After I got my PhD, I spent many years teaching at the University of Colorado. I developed my own notes for my classes, and these eventually turned into the textbooks that I now write. Meanwhile, the time I had spent teaching elementary school made me want to write books for children, so I was excited when I finally got the opportunity to do that for real.

Today, I focus almost all my energy on my writing. I’m usually working on at least two textbooks each year, and then use my spare time to work on children’s books and books for the general public. I spend a lot of time working but also make sure I spend plenty of time with my family: my wife Lisa, my two children Grant (now in ninth grade) and Brooke (now in sixth grade), and of course our dog, Cosmo, who models as ‘Max’ for my books.”
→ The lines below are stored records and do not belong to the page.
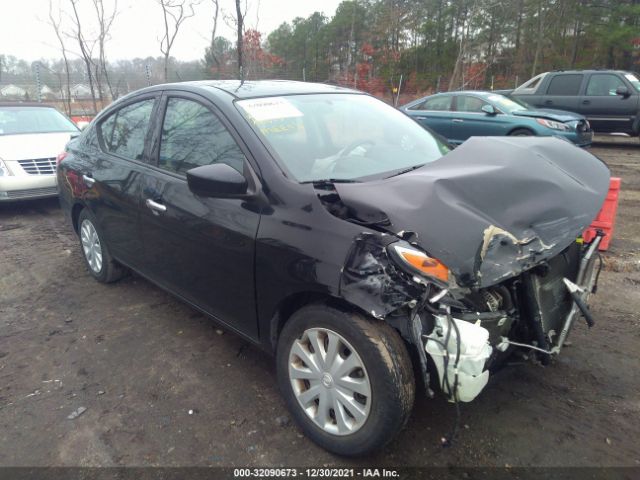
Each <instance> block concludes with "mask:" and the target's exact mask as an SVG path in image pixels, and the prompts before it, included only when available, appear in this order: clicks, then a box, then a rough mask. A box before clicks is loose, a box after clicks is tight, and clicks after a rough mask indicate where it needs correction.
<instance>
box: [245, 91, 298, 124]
mask: <svg viewBox="0 0 640 480" xmlns="http://www.w3.org/2000/svg"><path fill="white" fill-rule="evenodd" d="M238 103H239V104H240V106H241V107H242V108H243V109H244V111H245V112H247V114H248V115H249V116H250V117H251V118H252V119H253V120H254V121H256V122H266V121H269V120H280V119H283V118H293V117H302V112H301V111H300V110H298V109H297V108H296V107H295V106H294V105H293V104H292V103H291V102H289V101H288V100H287V99H286V98H283V97H270V98H256V99H255V100H243V101H241V102H238Z"/></svg>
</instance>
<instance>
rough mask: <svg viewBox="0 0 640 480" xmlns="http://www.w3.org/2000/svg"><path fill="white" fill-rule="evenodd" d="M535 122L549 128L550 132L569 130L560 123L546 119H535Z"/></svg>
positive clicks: (543, 118)
mask: <svg viewBox="0 0 640 480" xmlns="http://www.w3.org/2000/svg"><path fill="white" fill-rule="evenodd" d="M536 121H537V122H538V123H539V124H540V125H542V126H543V127H547V128H550V129H551V130H562V131H567V130H570V127H569V126H568V125H566V124H564V123H562V122H554V121H553V120H547V119H546V118H536Z"/></svg>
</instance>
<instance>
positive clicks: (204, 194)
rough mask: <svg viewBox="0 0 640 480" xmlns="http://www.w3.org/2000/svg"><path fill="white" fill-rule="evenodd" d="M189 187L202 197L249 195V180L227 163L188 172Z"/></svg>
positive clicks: (217, 196)
mask: <svg viewBox="0 0 640 480" xmlns="http://www.w3.org/2000/svg"><path fill="white" fill-rule="evenodd" d="M187 185H189V190H191V191H192V192H193V193H195V194H196V195H199V196H201V197H222V198H224V197H232V196H235V195H243V194H246V193H247V188H248V183H247V179H246V178H244V176H243V175H242V174H241V173H239V172H238V171H237V170H236V169H234V168H233V167H231V166H229V165H227V164H226V163H214V164H213V165H203V166H202V167H196V168H192V169H191V170H189V171H187Z"/></svg>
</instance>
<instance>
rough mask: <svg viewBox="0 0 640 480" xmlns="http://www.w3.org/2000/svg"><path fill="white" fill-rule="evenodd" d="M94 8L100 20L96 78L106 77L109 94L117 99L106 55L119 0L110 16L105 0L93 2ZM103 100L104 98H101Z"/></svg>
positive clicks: (99, 20)
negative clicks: (110, 30) (109, 75)
mask: <svg viewBox="0 0 640 480" xmlns="http://www.w3.org/2000/svg"><path fill="white" fill-rule="evenodd" d="M93 6H94V8H95V11H96V17H97V20H98V29H99V30H98V39H97V43H98V62H97V64H96V65H95V76H96V78H98V79H100V78H101V76H102V77H104V80H105V82H106V83H107V87H108V88H109V94H110V95H111V98H112V99H114V100H115V99H116V98H117V96H118V94H117V92H114V90H113V87H112V86H111V80H110V79H109V72H108V69H107V58H106V53H105V43H106V42H107V40H108V39H109V31H110V30H111V26H112V25H113V21H114V20H115V18H116V16H117V14H118V0H114V4H113V10H112V11H111V13H110V14H106V13H105V9H104V2H103V0H93ZM101 99H102V98H101Z"/></svg>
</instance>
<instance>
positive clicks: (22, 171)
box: [0, 103, 80, 202]
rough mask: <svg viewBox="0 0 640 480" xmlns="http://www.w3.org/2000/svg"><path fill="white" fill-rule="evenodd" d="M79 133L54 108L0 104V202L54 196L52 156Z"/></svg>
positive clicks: (43, 105)
mask: <svg viewBox="0 0 640 480" xmlns="http://www.w3.org/2000/svg"><path fill="white" fill-rule="evenodd" d="M79 132H80V131H79V130H78V128H77V127H76V126H75V125H74V123H73V122H72V121H71V120H69V119H68V118H67V117H65V116H64V115H63V114H61V113H60V112H58V111H57V110H56V109H55V108H54V107H51V106H48V105H42V104H37V103H36V104H33V103H29V104H27V103H0V202H2V201H10V200H20V199H25V198H40V197H52V196H55V195H57V188H56V175H55V174H56V156H57V155H58V154H59V153H60V152H62V151H63V150H64V147H65V145H66V144H67V142H68V141H69V140H70V139H71V138H72V137H74V136H77V135H78V134H79Z"/></svg>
The “official” details: Jeffrey graduated Magna Cum Laude and Phi Beta Kappa in biophysics from the University of California, San Diego, then received a PhD in astrophysics from the University of Colorado, Boulder. Jeffrey’s college textbooks have sold more than 1 million copies. His astronomy textbook, The Cosmic Perspective, is the best-selling astronomy textbook in the world and is used at colleges in more than a dozen countries; it was also carried into space during the 2009 Space Shuttle mission to repair the Hubble Space Telescope. For the general public, his book Beyond UFOs was chosen by Miami University as the one book required for all incoming students in 2008–09, an honor previously afforded to writers including Toni Morrison, George Orwell, Elie Wiesel, and Margaret Atwood; his latest book for the public, Math for Life, won the 2012 Colorado Book Award. Among children, he is well known for the Max Science Adventure series and The Wizard Who Saved the World. He has run an extensive program to donate copies of his books to schools, having so far donated nearly 20,000 copies to school libraries in more than 10,000 schools in more than 50 countries. Max Goes to the Moon was read aloud from orbit by astronaut Alvin Drew during the final mission of the Space Shuttle Discovery, and it has recently opened as a multimedia planetarium show. He is currently working with astronaut Drew and others on a new program called Story Time From Space, for which Dr. Bennett is working on a new book that will be read aboard the International Space Station.